# Stihl MS180 Will Not Start



## BigAl (Apr 8, 2007)

Hello,
My Stihl saw has compression, fire, and gas, but it will not start at all. It has about 5 hours of use on it. This saw seems to be completely dead and it will not act like it wants to start at all. I know how to not let it flood, but for some reason, I feel doomed.

Any Ideals.

Thanks,
--Al


----------



## epicklein22 (Apr 8, 2007)

Take is back to the dealer. I wouldn't mess with it, just take it in and let them fix it. It has a one year warranty so use it.


----------



## BigAl (Apr 8, 2007)

epicklein22 said:


> Take is back to the dealer. I wouldn't mess with it, just take it in and let them fix it. It has a one year warranty so use it.


They say warranty is for defects only and I sould pay full labor and part prices.

--Al


----------



## CaseyForrest (Apr 8, 2007)

If it wont start then theres a defect.


----------



## BigAl (Apr 8, 2007)

CaseyForrest said:


> If it wont start then theres a defect.


I told her that too, but she say that I would know if it's defected when first used.

I gave Stihl an e-mail and I am going to call Stihl Monday to let them know how their dealer is treating me.

--Al


----------



## Lakeside53 (Apr 8, 2007)

You're getting the run around. Any dealer can start a flooded or whatever saw in minutes, and not charge you. If it won't start, it's defective. They have to try to figure it out... 

Also, "parts"? How can they say you need to pay for parts if it's under warranty and defective?

If it's as you say, it may have a spun flywheel.

Definitely call Stihl if your dealer won't help, but I'd go into your dealer and talk to them face to face... There may be a miscommunication going on here..


----------



## dtnodya (Apr 8, 2007)

BigAl said:


> I told her that too, but she say that I would know if it's defected when first used.
> 
> --Al



That is the dumbest thing I've ever heard. Of course you would know if it's defective when first used ... but you would also know if it's defective after 5 hours of use if it won't start. Take it to a different dealer if you have one close.


----------



## OLY-JIM (Apr 8, 2007)

*Sorry to hear about this*

This sounds altogether wrong. Don't let the dealer dissuade you from following up on it. Hopefully, Stihl Corporate will help you out. Hang in there.


----------



## BigAl (Apr 8, 2007)

Yeah,
I am going to give Stihl a call tomorrow morning and I will let everyone know the results for a situation like this. Man...I am disappointed because this was the best saw that I ever own. I wish it would act like it wants to start.

-Al


----------



## stihltech (Apr 8, 2007)

*defect?*

They would not even look at it? Jerks. Talk about lousy customer service. 

Try putting the master control one notch above choke, and pull for a while. Sounds like it is flooded.
Also, check the exhaust screen.
On second thought, don't do anything until you talk to Stihl.

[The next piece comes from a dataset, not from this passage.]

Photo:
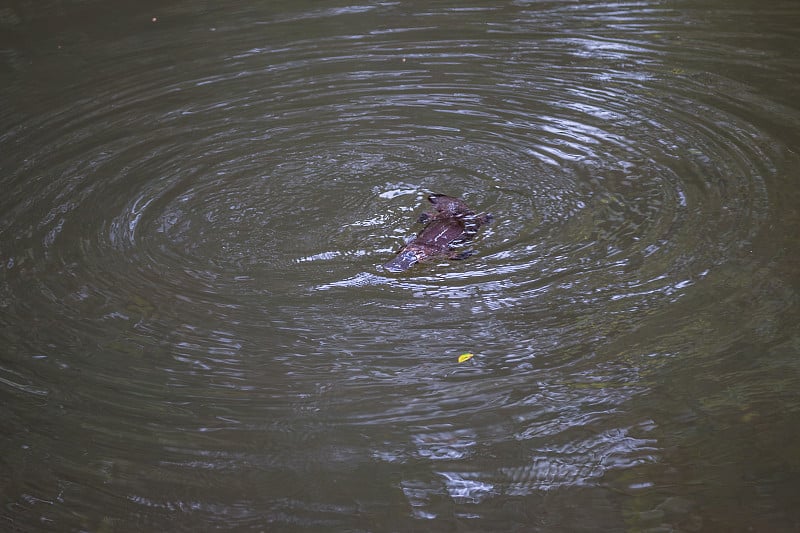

Just gives the rest of us a bad name.


----------



## Bowtie (Apr 8, 2007)

Man, I would be the biggest pain in the ass to that dealer he had ever seen. When someone jerks me around like that and I know Im in the right I keep harping on them like a bad rash. Dont give up, man. You bought a new saw and its their obligation to at least look at it and help you. What they are telling you is garbage. Dealers like that give good dealers a bad rap.


----------



## BigAl (Apr 9, 2007)

Bowtie said:


> What they are telling you is garbage. Dealers like that give good dealers a bad rap.


The lady wanted to argue with me and she implied that I was the problem. I told her that I will buy a new saw if I had to buy a new saw, but if the saw is under warranty, why not help me? On the phone, she already accuses me as the problem and their company had not even examine the saw yet. It's not my fault because the saw doesn't start. If I am doing something wrong, show me how to do it right.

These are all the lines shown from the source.